Governor Mikie Sherrill, a Democrat, announced the deployment at a news conference, saying the situation had become too volatile to leave to ICE agents. “It has grown unsafe, and that’s completely unacceptable,” Sherrill said. “We need to take this opportunity to lower the temperature.”
As state police erected barriers, ICE agents who had been forming a line in front of the protesters withdrew behind the facility’s perimeter fence. Lt. Col. David Sierotowicz, a state police spokesperson, said ICE officers agreed to stand down and allow state troopers to assume responsibility for security outside the center.

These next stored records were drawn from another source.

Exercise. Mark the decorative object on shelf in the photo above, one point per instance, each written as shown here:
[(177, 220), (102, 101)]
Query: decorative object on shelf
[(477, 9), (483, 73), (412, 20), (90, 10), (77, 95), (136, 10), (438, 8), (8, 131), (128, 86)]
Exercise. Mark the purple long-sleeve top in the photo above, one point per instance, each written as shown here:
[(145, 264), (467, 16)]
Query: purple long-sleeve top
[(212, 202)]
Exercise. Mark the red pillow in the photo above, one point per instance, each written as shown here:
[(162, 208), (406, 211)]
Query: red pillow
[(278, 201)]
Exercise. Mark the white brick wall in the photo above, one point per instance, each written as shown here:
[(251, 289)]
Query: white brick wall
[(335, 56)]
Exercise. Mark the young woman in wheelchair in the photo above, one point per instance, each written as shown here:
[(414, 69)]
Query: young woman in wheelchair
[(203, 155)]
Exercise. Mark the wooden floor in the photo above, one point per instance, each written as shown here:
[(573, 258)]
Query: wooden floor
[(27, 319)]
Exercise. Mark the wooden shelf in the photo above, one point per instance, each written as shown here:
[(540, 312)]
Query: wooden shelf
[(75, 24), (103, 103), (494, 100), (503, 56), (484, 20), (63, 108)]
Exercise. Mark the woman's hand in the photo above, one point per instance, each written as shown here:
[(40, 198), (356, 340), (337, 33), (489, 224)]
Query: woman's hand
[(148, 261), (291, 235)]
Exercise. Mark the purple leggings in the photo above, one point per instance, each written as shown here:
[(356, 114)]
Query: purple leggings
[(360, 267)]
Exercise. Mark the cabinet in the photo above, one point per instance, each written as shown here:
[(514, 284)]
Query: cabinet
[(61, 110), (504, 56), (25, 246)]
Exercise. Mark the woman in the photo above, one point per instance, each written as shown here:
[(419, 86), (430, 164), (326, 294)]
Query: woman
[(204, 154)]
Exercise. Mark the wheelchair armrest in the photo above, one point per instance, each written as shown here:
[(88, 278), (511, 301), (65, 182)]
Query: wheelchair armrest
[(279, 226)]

The protests at Delaney Hall have drawn crowds daily, with tensions heightening after nightfall. The demonstrators have been calling attention to conditions inside the facility and to the Trump administration’s broader immigration crackdown. The governor’s intervention comes after several nights where clashes between protesters and ICE agents escalated, leading to arrests and injuries.
Sherrill’s deployment of state police marks a shift in the state-federal dynamic at the facility, which is operated by ICE under contract with a private prison company. The move underscores the growing friction between Democratic-led states and the Trump administration over immigration enforcement and the conditions of detention.